When it comes to cooking, everybody can add their own advice – some good, some not so good. Everybody has some methods and techniques to swear by, whether it is about how to cook noodles so they don’t stick together, or how to keep bread fresh for a longer time.
Here’s a list of three frequently encountered myths about cooking that have been busted by cranked.com.
Myth #1 Oil added to boiling water prevents noodles from sticking together
Everybody loves pasta, and many of us cook pasta regularly. It is really not that complicated: you boil up some water, throw in the noodles and, of course, you pour in some oil to prevent the noodles from sticking together. Right? Wrong! During our chemistry classes in school we should have learned that water and oil don’t mix together, so oil will mostly stay on top of the water. Noodles will stick together if they are overcooked no matter what; in addition, oily pasta will not absorb sauce very well.

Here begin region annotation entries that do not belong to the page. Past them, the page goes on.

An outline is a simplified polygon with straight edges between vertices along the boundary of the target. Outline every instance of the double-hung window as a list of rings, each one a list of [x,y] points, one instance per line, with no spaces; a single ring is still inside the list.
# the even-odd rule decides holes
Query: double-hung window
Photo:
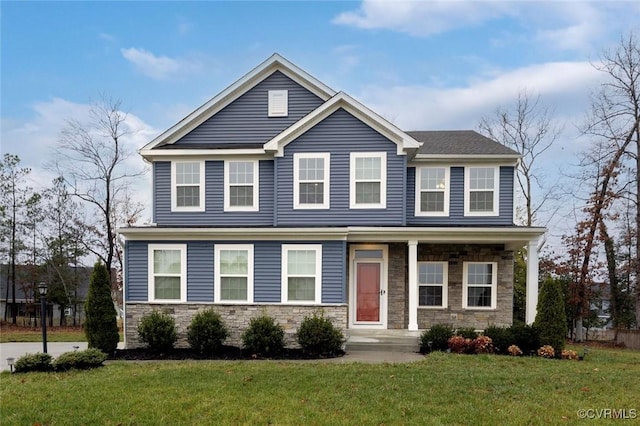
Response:
[[[216,244],[216,302],[253,303],[253,245]]]
[[[499,170],[499,167],[465,167],[465,215],[498,215]]]
[[[322,245],[282,245],[282,301],[320,303],[322,299]]]
[[[329,208],[330,154],[293,155],[293,207]]]
[[[418,306],[446,308],[447,262],[418,262]]]
[[[224,162],[224,210],[258,211],[259,162]]]
[[[204,211],[204,161],[171,163],[171,209]]]
[[[349,201],[352,209],[386,208],[386,152],[351,153]]]
[[[416,216],[449,215],[449,168],[416,169]]]
[[[149,301],[187,301],[187,246],[150,244]]]
[[[462,307],[465,309],[495,309],[498,263],[464,262],[462,274]]]

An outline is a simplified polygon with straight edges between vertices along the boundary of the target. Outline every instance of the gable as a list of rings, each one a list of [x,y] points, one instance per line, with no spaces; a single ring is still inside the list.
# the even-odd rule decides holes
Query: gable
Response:
[[[286,90],[288,112],[269,117],[269,91]],[[323,100],[280,71],[275,71],[239,98],[178,139],[173,148],[207,148],[236,144],[256,146],[307,115]],[[160,147],[164,148],[164,147]]]

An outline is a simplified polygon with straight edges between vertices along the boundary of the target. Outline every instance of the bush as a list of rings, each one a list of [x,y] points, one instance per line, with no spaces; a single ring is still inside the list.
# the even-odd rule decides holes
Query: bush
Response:
[[[477,354],[492,354],[493,340],[489,336],[478,336],[471,342],[473,351]]]
[[[540,289],[535,327],[540,333],[540,344],[553,346],[560,355],[567,338],[567,316],[560,283],[547,278]]]
[[[120,335],[116,321],[116,309],[111,299],[111,281],[107,267],[97,262],[89,281],[89,293],[85,302],[84,324],[90,348],[98,348],[107,354],[118,347]]]
[[[229,337],[229,329],[213,309],[198,312],[187,330],[187,341],[191,348],[201,354],[216,353]]]
[[[476,332],[476,329],[473,327],[462,327],[456,330],[456,335],[458,336],[462,336],[465,339],[475,339],[476,337],[478,337],[478,333]]]
[[[449,345],[449,349],[451,349],[451,352],[464,354],[473,352],[472,342],[473,341],[471,339],[466,339],[463,336],[455,335],[451,337],[447,343]]]
[[[170,315],[153,311],[140,320],[138,337],[153,352],[170,352],[178,339],[176,322]]]
[[[420,335],[420,352],[446,351],[449,339],[453,336],[453,328],[449,325],[435,324]],[[431,342],[431,347],[429,347]]]
[[[284,329],[268,315],[251,318],[242,333],[242,348],[256,356],[278,354],[284,349]]]
[[[511,333],[511,344],[518,346],[525,354],[535,353],[540,347],[540,337],[538,330],[523,323],[513,324],[509,329]]]
[[[549,358],[549,359],[555,358],[556,351],[555,349],[553,349],[553,346],[544,345],[540,349],[538,349],[538,356],[541,356],[543,358]]]
[[[491,325],[484,330],[484,335],[491,337],[493,350],[499,354],[506,354],[509,346],[513,344],[511,329]]]
[[[106,359],[107,354],[96,348],[89,348],[84,351],[65,352],[53,361],[53,368],[56,371],[71,369],[88,370],[100,367]]]
[[[303,352],[311,356],[334,356],[342,350],[344,335],[329,318],[313,313],[306,316],[297,332],[298,343]]]
[[[30,371],[51,371],[51,355],[44,353],[26,354],[18,358],[13,364],[16,373]]]

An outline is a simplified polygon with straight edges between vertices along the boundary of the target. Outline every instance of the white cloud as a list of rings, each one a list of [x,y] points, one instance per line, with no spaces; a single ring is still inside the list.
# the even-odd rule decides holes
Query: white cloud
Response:
[[[508,2],[364,0],[358,10],[341,13],[333,23],[429,36],[497,18],[509,10]]]
[[[80,123],[90,117],[88,104],[78,104],[65,99],[54,98],[33,105],[33,116],[26,120],[2,120],[2,152],[18,155],[23,167],[31,168],[30,184],[34,188],[51,185],[56,173],[50,170],[50,163],[57,154],[61,131],[70,118]],[[124,121],[127,134],[121,139],[124,149],[130,154],[124,167],[127,171],[144,168],[142,158],[136,150],[148,143],[159,131],[134,114],[127,114]],[[145,213],[151,212],[151,176],[147,174],[132,185],[133,199],[142,202]]]
[[[156,56],[147,50],[135,47],[120,49],[120,52],[138,71],[155,80],[165,80],[181,73],[189,73],[199,69],[198,63],[192,60]]]

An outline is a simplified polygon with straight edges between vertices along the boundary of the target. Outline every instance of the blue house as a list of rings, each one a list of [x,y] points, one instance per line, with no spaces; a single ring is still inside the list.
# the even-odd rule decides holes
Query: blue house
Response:
[[[428,102],[428,100],[425,100]],[[184,338],[214,307],[293,334],[323,310],[347,333],[511,324],[518,153],[474,131],[404,131],[274,54],[139,150],[153,224],[125,239],[125,334],[160,309]]]

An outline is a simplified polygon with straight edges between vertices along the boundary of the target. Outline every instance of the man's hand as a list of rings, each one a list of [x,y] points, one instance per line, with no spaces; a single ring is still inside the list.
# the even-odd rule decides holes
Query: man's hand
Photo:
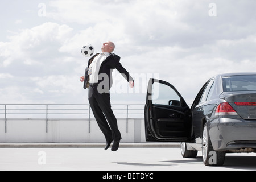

Myth #2 Alcohol evaporates when you heat it
Any food with some alcoholic beverage added to it is delicious, and nobody has ever become drunk because of eating vodka sauce. Whether we are talking about a scientific phenomenon or a dessert, the above statement seems to be true. But is it? Well, the fact is that no matter how we cook our food, approximately 85% of the alcohol added to it DOESN’T evaporate. Even if we add water, the remaining alcohol is still harmful to health. To eliminate all negative effects of the alcohol, you need to cook food fort at least 3 hours.
Myth #3 Bread turns stale because of the lack of moisture
Sandwich is one of the great discoveries of humanity, and bread is an always present ingredient of a sandwich. Bread supports everything from meat to cheeses and from butter to jellies. And what can be more unpleasant than a sandwich made of stale bread? Why is the bread stale? Probably it wasn’t tightly bagged or it was left out in the sun, and it has lost its precious moisture. Once again, wrong! The truth, on the contrary, is that when bread is too moist, the amidon in it starts decomposing and turning into crystals, and the bread becomes hard and crunchy during this process.